Voornamenboek

Dr. Johannes van der Schaar (1964)

Gepubliceerd op 19-12-2020

Wilhelm

betekenis & definitie

m

Tweestammige Germ. naam uit Wil- ‘wil’ (zie wil-) en ‘helm’, met de oorspr. betekenis ‘bedekker, beschermer’ (zie -helm). De twee elementen geven dus samen geen zinvolle betekenis. Zie ook Giliam. Heiligennaam: 1) Willem van Aquitanië, een belangrijke figuur aan het hof van Karel de Grote. In 806 ging hij in het door hem gestichte klooster Gellone; daar gest. ca. 812; kerk. feestdag: 28 mei. In de Fra. middeleeuwen heldenepiek wordt hij een legendarische figuur.

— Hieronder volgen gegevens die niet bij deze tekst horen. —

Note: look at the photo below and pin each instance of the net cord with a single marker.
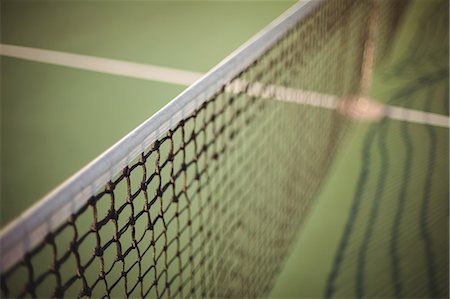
(20, 236)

Ook in het werk van Wolfram von Eschenbach komt hij voor; 2) Wilhelmus Firmatus, geb. in Tours, kluizenaar op verschillende plaatsen, o.m. in Mantilly; gest. ca. 1095; kerk. feestdag: 24 apr.; 3) Wilhelmus van Donjeon, geb. 1150, in 1200 aartsbisschop van Bourges; gest. 1209; kerk. feestdag: 19 jan.; 4) Wilhelmus van AEbelholt. geb. ca. 1127 in Parijs. In 1165 abt van het klooster Eskilsó (De.) en na stichting van het klooster AEbelhoft in 1175 abt daarvan. Gest. 1203 in /Ebelholt; kerk. feestdag: 6 apr.; 5) Wilhelmus, bisschop van St.-Brieuc in 1220, gest. 1234; kerk feestdag: 29 juli. De naam Wilhelm was in de middeleeuwen zeer populair, mede doordat hij in vorsten- en gravengeslachten voorkwam. Door Willem de Veroveraar kwam hij naar Eng. Vr. vormen komen voor sinds de 14e eeuw: Willemette 1336 (BU 445); Kortrijk ca. 1400 (Debrabandere): Willemijnne Wilgemine, Wilgemijnne, Wilgemijnkin.

Holl. 17e eeuw: Willemina, Willemtie; Monnikendam 1736: Wumpje (Gens N. XXIII, 41).